Nooooooo..... if one child goes to the ER, don't bring the other one with you! Send the healthy one to daycare! The sick child will need more individual attention and the healthy one is more likely to get the attention they need from something other than the TV if they go to daycare. Especially in the ER, I can only imagine having both kids there creates more stress on everyone involved. Don't put them through that. And you do want the sick and healthy kids separated which is easier if you don't keep them both home. In terms of being contagious, whether you keep kids home or not likely won't make much of a difference because they're contagious before they're sick (so you wouldn't keep them home in that stage as you have no idea) and daycare or school is probably where they got it anyway so everyone else was already exposed whether you keep them home or not!
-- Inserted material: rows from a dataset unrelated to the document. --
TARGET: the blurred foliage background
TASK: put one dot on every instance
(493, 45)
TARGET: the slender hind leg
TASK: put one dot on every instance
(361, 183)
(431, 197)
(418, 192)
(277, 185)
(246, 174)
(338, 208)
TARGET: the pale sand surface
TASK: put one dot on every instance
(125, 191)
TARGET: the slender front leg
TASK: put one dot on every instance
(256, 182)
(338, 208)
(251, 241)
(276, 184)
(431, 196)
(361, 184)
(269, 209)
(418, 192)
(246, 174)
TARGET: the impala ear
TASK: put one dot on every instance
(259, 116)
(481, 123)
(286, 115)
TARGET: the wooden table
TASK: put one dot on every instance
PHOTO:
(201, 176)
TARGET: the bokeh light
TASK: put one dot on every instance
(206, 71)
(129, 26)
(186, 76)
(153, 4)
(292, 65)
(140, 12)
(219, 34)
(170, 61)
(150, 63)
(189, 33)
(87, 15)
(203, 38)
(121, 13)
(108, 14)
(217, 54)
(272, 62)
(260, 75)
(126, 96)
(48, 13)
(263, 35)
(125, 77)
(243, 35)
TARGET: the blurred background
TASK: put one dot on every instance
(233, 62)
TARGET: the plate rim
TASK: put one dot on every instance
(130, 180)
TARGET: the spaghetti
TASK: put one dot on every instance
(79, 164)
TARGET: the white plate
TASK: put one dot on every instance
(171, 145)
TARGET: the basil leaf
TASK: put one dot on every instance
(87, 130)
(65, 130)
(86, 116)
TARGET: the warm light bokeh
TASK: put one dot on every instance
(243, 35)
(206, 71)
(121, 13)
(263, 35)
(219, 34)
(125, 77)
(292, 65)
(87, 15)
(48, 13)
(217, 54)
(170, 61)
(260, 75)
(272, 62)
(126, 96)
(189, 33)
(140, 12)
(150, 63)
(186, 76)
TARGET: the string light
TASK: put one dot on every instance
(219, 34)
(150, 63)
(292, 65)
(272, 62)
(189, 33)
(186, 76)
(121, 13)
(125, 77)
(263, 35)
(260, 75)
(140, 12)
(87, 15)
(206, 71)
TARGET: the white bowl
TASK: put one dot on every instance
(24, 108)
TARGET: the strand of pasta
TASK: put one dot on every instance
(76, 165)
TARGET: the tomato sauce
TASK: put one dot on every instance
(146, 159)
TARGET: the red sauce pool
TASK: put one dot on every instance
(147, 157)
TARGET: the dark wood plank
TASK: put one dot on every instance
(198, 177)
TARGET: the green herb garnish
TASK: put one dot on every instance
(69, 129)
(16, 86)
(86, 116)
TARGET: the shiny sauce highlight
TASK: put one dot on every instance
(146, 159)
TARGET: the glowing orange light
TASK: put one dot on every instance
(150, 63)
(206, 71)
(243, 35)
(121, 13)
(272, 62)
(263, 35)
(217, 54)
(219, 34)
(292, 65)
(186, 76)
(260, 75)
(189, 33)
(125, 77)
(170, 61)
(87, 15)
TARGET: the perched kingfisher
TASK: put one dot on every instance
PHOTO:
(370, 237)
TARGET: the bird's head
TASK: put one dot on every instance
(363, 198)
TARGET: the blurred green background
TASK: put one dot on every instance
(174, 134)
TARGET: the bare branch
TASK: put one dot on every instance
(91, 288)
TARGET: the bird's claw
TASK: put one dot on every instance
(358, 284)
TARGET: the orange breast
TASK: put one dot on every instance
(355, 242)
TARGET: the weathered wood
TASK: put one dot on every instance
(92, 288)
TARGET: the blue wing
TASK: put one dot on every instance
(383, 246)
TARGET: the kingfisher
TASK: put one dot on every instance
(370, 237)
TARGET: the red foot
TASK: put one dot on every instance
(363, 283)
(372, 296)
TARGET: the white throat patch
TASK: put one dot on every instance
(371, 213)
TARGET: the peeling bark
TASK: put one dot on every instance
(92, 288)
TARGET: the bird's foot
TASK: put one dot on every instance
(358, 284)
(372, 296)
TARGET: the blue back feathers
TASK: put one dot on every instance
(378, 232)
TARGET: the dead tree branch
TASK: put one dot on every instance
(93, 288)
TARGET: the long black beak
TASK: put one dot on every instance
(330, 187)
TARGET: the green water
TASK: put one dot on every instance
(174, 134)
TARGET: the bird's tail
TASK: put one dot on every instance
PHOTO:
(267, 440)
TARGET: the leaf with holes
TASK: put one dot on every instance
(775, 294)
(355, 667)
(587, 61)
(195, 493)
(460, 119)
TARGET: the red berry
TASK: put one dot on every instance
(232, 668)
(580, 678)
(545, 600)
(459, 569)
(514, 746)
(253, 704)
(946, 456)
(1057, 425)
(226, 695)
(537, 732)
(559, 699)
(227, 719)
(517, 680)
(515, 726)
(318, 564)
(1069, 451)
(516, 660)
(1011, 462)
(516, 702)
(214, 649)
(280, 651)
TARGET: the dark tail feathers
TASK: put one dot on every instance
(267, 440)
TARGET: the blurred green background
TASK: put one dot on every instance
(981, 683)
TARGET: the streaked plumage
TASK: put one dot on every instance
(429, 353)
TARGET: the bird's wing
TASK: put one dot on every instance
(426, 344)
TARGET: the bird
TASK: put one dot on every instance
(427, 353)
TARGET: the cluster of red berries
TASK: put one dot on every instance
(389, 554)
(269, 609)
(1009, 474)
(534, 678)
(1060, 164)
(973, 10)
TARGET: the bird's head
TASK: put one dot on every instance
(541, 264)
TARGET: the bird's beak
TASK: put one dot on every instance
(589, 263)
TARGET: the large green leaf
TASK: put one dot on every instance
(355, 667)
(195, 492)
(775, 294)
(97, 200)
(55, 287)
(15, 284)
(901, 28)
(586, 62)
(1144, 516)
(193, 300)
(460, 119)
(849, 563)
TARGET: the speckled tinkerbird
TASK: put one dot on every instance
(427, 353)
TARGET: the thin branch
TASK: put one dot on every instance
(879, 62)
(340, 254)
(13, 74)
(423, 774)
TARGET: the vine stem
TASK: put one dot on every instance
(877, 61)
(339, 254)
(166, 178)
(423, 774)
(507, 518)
Any family will likely tell you that their first priority is their own family and they will therefore do what is best for their own family. It's not that they don't care about other families but it's perfectly appropriate and reasonable to set boundaries on how far they'll go for other families so as to not exacerbate their own situation. It's part of the job as a daycare provider that you'll be around more germs than if you'd pursued almost any other career and it's part of the deal for parents who send them there that children will pass germs along (it's just part of the deal with people in general), and that everyone's situation is different and we're all doing our best and that because they're not the only parents who send their kids there, it's not just about their family so try to exercise both reasoning and empathy. So I think it's a little narcissistic to expect that parents of a seriously ill child will willingly inconvenience themselves more than they already are purely for the other families whom such measures may or may not spare. If it was practical, enforceable, and appropriate for all parties involved to include in the sick policy that all siblings stay home when 1 is sick, that would be the norm, not just "something parents wish each other would do"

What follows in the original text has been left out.